4. You can be empowered by social media.
This pandemic has created a huge shift in how we consume yoga. Yoga is no longer a commodity; it is a necessity. We see our students eagerly trying to get their yoga classes online. They are willing to open a Facebook or an Instagram account even if they never thought about it before. They are willing to deal with Zoom, YouTube, Vimeo, and any other platform on which they can feel connected. Yoga is being adapted for the screen, be it the iPad, iPhone, laptop, or smart TV. And guess what? It works! Our students are realizing that they can use their devices to get their fix—they don’t have to go to a yoga studio.
Although we knew yoga had become a mainstream, profitable industry, we can now understand the true meaning of the word “yoga”—union—as we connect with one another via our screens. I’m curious to see what unfolds after the pandemic. Now that so many students know that they don’t have to pay astronomical monthly fees for a yoga studio and now that real yoga teachers know they have a voice that can be shared online, what will the future bring?
5. The value of yoga is becoming universally appreciated.
Have you seen the videos of nurses chanting before beginning their shifts or of doctors practicing yoga during short breaks between working in overwhelmed hospitals? They are both inspiring and sad. But we can see quite dramatically that yoga is not exclusively for the rich and fit.

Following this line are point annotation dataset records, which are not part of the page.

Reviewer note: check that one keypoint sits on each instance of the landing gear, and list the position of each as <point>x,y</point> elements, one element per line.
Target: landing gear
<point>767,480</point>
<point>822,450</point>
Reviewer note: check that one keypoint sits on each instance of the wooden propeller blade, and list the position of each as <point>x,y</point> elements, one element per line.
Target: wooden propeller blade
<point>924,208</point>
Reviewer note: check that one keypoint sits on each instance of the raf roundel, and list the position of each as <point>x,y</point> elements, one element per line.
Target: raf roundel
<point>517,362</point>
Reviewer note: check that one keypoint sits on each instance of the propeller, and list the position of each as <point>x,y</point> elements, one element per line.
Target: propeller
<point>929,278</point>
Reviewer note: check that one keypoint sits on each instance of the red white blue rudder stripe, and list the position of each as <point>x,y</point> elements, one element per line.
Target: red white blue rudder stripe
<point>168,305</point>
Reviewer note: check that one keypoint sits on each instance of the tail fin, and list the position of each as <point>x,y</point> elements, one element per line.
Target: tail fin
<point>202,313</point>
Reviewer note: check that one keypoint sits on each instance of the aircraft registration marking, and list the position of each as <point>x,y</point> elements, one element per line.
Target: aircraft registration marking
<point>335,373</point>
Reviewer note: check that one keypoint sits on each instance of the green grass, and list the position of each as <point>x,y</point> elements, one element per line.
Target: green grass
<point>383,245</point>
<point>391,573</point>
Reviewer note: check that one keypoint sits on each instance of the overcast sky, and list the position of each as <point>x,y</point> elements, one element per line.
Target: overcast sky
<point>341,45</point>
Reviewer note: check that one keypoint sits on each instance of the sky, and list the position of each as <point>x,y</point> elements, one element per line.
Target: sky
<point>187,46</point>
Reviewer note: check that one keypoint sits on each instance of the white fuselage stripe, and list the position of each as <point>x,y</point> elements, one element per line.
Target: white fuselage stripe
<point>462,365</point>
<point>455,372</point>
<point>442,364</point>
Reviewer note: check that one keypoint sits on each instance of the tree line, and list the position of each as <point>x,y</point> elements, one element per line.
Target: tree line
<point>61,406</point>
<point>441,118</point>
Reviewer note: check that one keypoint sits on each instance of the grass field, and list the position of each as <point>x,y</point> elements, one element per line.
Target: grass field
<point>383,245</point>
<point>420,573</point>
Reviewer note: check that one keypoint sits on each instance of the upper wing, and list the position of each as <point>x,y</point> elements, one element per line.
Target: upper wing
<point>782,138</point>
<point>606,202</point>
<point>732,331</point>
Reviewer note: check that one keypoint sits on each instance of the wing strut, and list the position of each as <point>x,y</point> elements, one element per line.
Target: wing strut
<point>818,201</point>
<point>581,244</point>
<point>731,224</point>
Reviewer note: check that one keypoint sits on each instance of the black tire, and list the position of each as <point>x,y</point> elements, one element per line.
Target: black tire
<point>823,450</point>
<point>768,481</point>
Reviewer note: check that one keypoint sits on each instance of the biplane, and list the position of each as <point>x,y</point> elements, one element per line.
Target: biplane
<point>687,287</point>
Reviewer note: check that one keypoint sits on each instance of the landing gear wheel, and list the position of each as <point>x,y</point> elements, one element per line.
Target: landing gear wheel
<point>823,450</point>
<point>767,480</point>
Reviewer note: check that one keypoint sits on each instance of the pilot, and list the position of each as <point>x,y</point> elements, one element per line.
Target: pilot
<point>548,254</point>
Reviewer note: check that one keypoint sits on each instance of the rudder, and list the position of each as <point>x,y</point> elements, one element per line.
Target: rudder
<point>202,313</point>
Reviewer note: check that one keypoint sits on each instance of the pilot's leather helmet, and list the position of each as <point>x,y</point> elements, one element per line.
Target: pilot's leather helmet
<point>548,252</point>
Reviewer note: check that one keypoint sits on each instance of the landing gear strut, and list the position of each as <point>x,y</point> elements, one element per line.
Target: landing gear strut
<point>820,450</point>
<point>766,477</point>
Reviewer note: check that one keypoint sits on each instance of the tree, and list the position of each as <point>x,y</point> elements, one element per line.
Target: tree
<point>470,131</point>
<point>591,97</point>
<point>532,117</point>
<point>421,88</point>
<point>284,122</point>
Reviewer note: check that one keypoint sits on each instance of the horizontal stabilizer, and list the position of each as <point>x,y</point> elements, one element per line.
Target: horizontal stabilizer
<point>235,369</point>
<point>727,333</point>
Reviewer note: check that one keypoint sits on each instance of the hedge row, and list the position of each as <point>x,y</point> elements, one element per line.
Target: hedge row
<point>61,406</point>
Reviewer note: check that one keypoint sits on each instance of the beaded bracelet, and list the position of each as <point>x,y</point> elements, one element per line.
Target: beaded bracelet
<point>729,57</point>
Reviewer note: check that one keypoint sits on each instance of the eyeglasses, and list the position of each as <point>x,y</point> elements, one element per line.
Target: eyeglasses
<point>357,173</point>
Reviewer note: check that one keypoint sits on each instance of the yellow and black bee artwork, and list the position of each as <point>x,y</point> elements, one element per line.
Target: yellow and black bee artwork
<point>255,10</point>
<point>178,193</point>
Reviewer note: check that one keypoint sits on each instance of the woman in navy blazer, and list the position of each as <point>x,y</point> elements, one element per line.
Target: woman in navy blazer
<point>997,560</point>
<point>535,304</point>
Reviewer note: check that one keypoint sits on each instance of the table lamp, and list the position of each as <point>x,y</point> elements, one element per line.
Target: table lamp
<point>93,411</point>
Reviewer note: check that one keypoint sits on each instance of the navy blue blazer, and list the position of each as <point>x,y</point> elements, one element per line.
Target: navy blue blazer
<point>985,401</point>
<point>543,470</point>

Our first responders, our police, our shelter staff, and our caregivers are relying on us and our teaching to keep them sane during probably one of the most challenging moments in their careers. If this doesn’t make you stop and bow to yoga, I don’t know what would.
These are difficult times. We need to keep our hearts open to the suffering of the world; we have to stay open and vulnerable to be of service more than ever before. I hope these five observations bring you some comfort and a more optimistic view of the role that we, as yoga teachers, can play in the unfolding of this pandemic.